FRUITLAND — A long-time Fruitland City Councilor has assumed a new role; Stuart Grimes, who was first appointed to the council in June 2011 and has served there ever since, was sworn in as city administrator during the council’s regular meeting on Monday.

As the position is one that is appointed by the mayor and affirmed by a vote of the city council, Grimes was appointed to the position by Mayor Brian Howell this spring.

“I feel very honored and fortunate to be appointed to this position,” wrote Grimes in an email to the newspaper Monday evening. “I have served on the City Council for 11 years and have learned a tremendous amount about the operations of the various departments within the city. I truly feel Fruitland has some of the most dedicated and knowledgeable department heads and staff in the business and I’ve been very lucky to work with and learn from them. I’m thrilled for the opportunity to continue working with them and becoming a more involved member of the City of Fruitland’s organization.”

As he prepares to enter this new role, Grimes said his aim is to ensure the city continues to operate smoothly, working with the mayor and council as well as staff to accomplish goals.

“We are experiencing unprecedented growth and we are striving to stay proactive in regards to managing and accommodating that growth. I will also strive to support the various departments within the city and represent the city of Fruitland to the best of my ability. I am taking the reins from an incredibly knowledgeable administrator that has served for almost five decades, so I’ve got some incredibly large shoes to fill.”

Grimes is also known locally as a history teacher at Fruitland Middle School. But due to the commitment involved as city administrator, he will now close the book on that chapter of his life.
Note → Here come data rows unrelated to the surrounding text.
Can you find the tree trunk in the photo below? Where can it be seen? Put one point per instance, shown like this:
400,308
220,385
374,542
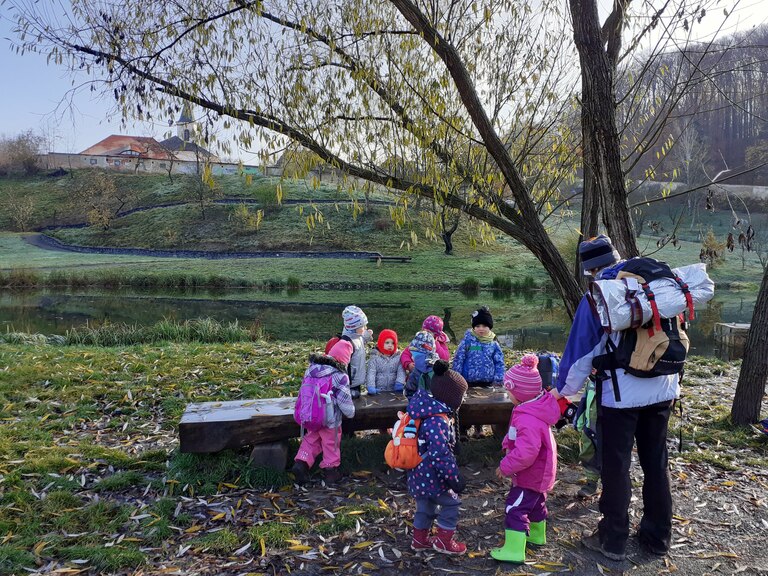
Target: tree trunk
590,202
754,368
446,236
599,125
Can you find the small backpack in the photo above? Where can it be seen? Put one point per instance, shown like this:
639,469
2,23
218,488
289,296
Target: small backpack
660,346
309,412
402,452
549,364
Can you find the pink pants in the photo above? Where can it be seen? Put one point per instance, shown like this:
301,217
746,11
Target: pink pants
326,441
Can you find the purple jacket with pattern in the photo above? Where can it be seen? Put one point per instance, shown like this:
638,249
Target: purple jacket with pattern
436,441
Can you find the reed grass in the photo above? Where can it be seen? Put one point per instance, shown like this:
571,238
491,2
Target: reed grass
203,330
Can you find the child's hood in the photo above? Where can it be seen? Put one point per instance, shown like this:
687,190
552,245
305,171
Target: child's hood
423,361
423,405
544,408
323,365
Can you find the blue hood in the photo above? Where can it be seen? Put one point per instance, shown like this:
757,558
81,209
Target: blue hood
423,405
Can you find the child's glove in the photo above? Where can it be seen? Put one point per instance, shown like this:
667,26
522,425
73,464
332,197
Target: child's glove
457,484
567,412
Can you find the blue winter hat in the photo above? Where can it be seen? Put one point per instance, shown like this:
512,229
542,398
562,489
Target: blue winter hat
598,253
354,318
423,342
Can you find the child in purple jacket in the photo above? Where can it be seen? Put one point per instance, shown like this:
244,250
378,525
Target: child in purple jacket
530,461
436,482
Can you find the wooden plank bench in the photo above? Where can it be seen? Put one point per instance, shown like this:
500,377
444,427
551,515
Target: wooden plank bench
268,423
402,259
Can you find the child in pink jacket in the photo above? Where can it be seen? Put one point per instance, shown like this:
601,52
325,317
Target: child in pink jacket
433,325
530,461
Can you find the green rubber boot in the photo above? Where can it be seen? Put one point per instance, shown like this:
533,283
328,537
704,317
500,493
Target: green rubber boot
537,533
513,549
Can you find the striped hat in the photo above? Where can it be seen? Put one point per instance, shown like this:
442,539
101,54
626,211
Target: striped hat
354,318
523,380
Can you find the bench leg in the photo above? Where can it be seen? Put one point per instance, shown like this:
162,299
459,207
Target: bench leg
271,455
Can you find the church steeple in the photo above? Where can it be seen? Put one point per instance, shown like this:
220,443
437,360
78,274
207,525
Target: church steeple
185,125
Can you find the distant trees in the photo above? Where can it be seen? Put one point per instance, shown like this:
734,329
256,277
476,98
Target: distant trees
97,195
19,154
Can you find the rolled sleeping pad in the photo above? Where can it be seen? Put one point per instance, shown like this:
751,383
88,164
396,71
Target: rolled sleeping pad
617,303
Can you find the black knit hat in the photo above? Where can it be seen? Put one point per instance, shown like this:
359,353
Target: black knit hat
448,386
482,316
598,253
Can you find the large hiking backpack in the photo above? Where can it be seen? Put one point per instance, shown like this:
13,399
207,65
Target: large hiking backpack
402,452
548,368
310,412
656,348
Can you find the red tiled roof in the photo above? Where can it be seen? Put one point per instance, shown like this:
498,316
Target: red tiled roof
117,144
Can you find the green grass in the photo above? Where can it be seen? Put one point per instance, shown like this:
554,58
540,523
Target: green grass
205,330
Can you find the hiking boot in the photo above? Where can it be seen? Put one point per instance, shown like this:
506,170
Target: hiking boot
445,544
332,475
300,471
421,539
513,549
648,545
592,542
588,489
537,533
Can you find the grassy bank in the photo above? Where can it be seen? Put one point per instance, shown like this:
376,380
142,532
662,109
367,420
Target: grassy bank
92,479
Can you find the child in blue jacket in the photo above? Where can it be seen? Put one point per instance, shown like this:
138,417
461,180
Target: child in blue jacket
436,482
479,357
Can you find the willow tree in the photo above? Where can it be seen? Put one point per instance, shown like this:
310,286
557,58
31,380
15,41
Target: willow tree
479,92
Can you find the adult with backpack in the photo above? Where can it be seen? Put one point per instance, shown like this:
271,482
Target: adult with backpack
324,398
631,408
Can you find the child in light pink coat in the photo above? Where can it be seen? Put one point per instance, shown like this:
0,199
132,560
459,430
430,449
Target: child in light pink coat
327,440
433,325
530,461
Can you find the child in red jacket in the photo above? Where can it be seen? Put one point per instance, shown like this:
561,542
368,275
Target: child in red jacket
530,461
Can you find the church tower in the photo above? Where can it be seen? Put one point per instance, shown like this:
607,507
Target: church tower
185,125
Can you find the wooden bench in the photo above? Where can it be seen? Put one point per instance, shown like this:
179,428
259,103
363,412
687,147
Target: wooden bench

“I decided to accept this appointment after giving it much thought and consideration. I really enjoyed my previous career, but after 22 years I felt I was ready for a new challenge and a new adventure. I discussed the opportunity with my family and several friends that I routinely solicit advice from, and they all encouraged me to go forward with it. I have really enjoyed being on the city council and working with the staff, so the thought of working with them more directly made it an easier decision.”

Grimes said although he will miss his students and colleagues at the Fruitland School District, he is happy to still have involvement with the school district as a parent with kids in said schools.

“I’m sure my students will be in very competent hands when school resumes next month,” he wrote.

Grimes was given a little surprise during the meeting, which saw the council take a small recess to go outside for; Stewardship over the same 2000 Dodge Caravan Rick Watkins drove during his time. Grimes happily posed for pictures with his new work vehicle as colleagues, and his family who were present for his swearing-in, took photos.

As previously reported, outgoing City Administrator Rick Watkins will continue to work part-time as assistant to the city administrator, as he trains Grimes on the various aspects of the job. 

“Stuart’s eleven years serving on the City Council has given him some good insight into operations of the City,” wrote Watkins in an email Tuesday. “He’s young and has a lot of mileage left on him. Stuart is smart, very personable, and has a fantastic support system beginning with his wife, Deanna, and their three children.”

Watkins said he plans to continue working for another year before retiring. He has served as city administrator since 1983, as well as city clerk, zoning administrator, fire chief, Payette County Paramedics director, acting public works supervisor and acting chief of police, among others

“I have actually been transitioning out of these positions for the past five years by training successors to the positions. The City Council has been very supportive of the transition process from its inception,” Watkins noted.

Watkins cited his wife, Kim, as keeping him grounded throughout his career and struggles.

“We have had some excellent mayors, city councils and city employees over the years that have always had the Fruitland citizens’ best interests at heart,” he said.